While in Chicago with my mom back in November, we had lunch at this fabulous little neighbourhood restaurant called Birchwood Kitchen (merci vicky for the recommendation). It was one of those restaurants where everything on the menu tempts you, and you leave your decision to the very last minute and just trust your gut. I chose mushroom ragu on toast (think something like this), and my mom ordered a roasted squash salad, with chickpeas, wheatberries, hazelnuts and pecorino. To say that we were happy with our choices would be an understatement. We left with full bellies, big smiles, and a promise that I would attempt to replicate my mom's dish once back home. It may have taken a little while, and I may have abandoned a few ingredients along the way, but I never break a promise - had to get it just right. Enjoy!
ROASTED SQUASH, CHICKPEA AND WHEAT BERRY SALAD // serves 4-6
The wheat berries can easily be doubled if you want to make the dish a bit bigger.

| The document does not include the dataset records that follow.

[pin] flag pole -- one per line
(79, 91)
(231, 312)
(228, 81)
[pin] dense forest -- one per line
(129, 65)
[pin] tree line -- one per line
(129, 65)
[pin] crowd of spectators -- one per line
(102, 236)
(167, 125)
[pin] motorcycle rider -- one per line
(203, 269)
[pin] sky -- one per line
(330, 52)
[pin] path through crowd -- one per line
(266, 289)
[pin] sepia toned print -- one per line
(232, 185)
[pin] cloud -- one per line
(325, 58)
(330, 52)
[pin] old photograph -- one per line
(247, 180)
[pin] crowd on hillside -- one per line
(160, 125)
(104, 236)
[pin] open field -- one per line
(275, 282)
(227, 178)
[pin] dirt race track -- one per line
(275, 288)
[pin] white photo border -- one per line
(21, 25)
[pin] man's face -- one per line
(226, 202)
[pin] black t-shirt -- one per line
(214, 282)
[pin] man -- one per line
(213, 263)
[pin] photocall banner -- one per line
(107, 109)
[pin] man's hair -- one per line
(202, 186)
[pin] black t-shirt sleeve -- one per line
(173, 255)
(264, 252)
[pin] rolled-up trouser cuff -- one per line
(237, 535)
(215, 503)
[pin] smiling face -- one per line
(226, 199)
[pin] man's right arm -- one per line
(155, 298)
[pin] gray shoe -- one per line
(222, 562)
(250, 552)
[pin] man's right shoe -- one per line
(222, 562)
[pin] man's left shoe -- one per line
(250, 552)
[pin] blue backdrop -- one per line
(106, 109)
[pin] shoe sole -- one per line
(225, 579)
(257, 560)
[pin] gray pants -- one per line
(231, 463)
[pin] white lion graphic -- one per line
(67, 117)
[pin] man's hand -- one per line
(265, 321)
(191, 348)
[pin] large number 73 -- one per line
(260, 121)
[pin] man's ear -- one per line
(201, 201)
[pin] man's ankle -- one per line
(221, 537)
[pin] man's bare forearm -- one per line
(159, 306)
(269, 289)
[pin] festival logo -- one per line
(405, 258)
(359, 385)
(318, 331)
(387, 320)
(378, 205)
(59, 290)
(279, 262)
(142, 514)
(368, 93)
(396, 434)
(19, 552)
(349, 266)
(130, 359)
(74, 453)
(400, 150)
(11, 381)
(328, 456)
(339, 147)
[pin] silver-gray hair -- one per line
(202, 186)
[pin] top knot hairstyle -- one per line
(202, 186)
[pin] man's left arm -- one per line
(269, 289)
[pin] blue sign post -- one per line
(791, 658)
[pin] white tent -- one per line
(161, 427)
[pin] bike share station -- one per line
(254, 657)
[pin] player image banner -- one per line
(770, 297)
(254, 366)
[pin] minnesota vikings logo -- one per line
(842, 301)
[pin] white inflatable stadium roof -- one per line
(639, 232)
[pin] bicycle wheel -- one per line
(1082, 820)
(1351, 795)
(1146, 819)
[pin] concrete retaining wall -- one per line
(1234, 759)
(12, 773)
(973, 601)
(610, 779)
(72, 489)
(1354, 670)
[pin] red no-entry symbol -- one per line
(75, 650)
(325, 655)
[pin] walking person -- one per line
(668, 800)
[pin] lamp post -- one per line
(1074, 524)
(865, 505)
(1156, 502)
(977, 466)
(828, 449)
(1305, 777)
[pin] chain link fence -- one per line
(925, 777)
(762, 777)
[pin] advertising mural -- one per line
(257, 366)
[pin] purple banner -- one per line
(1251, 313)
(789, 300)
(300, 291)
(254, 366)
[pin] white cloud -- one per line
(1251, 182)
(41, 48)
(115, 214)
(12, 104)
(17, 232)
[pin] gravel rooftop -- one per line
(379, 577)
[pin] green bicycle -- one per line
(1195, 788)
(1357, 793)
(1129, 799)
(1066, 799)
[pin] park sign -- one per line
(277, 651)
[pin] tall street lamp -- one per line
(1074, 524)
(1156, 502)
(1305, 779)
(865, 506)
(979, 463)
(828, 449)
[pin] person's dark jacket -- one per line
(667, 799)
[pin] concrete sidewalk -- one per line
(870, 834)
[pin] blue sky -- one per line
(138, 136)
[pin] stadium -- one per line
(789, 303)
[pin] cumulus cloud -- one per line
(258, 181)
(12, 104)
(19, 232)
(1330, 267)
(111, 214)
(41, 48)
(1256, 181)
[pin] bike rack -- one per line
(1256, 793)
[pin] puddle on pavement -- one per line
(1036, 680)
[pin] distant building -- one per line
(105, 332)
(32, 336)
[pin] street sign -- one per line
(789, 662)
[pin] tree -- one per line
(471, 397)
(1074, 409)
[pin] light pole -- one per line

There will be enough dressing for it, and it won't detract from the balance of the dish - promise!
Preheat oven to 400.
1/2 cup wheat berries
1 3/4 cup water
1 butternut squash
1 T olive oil
1/2 tsp chili powder
1 can chickpeas, rinsed and drained
2 T olive oil
1 tsp cumin
1 tsp paprika
1/2 tsp chili powder
arugula, for serving
juice from 1 lemon
1/4 cup olive oil
1 garlic clove, minced
What to do:
In a medium size pot, combine water and wheat berries. Bring to a boil, stir, reduce heat to low and cover for 1 hour. Strain excess water.
Cut the ends off the butternut squash and carefully, using a carrot peeler, peel off the skin. Slice lengthwise in half, and then cut into 1/4"-1/2" half-moons. Remove seeds and stringy bits as required.
Toss the squash in a bowl with the olive oil, chili powder and a dash of salt and pepper. Spread onto a rimmed baking sheet, and roast for 20-30 minutes, until soft, but still holding its shape.
Make the dressing by combining all the ingredients in a glass jar. Seal the lid and shake vigourously. Set aside.
Wait until the wheat berries are ready before starting on the chickpeas. In a cast iron skillet over med-high heat, warm 2 T olive oil. Add the remaining spices and stir gently until fragrant and bubbling. Add the chickpeas, and roast until crispy, about 10 minutes, stirring to spread the flavours and avoid sticking. Turn the burner off, add the wheat berries and 2-4 T dressing and stir to combine.
When ready to serve, plate a few slices of squash, followed by a heaping scoop of wheat berry/chickpea mixture and a handful of greens.
Best served warm or at room temperature.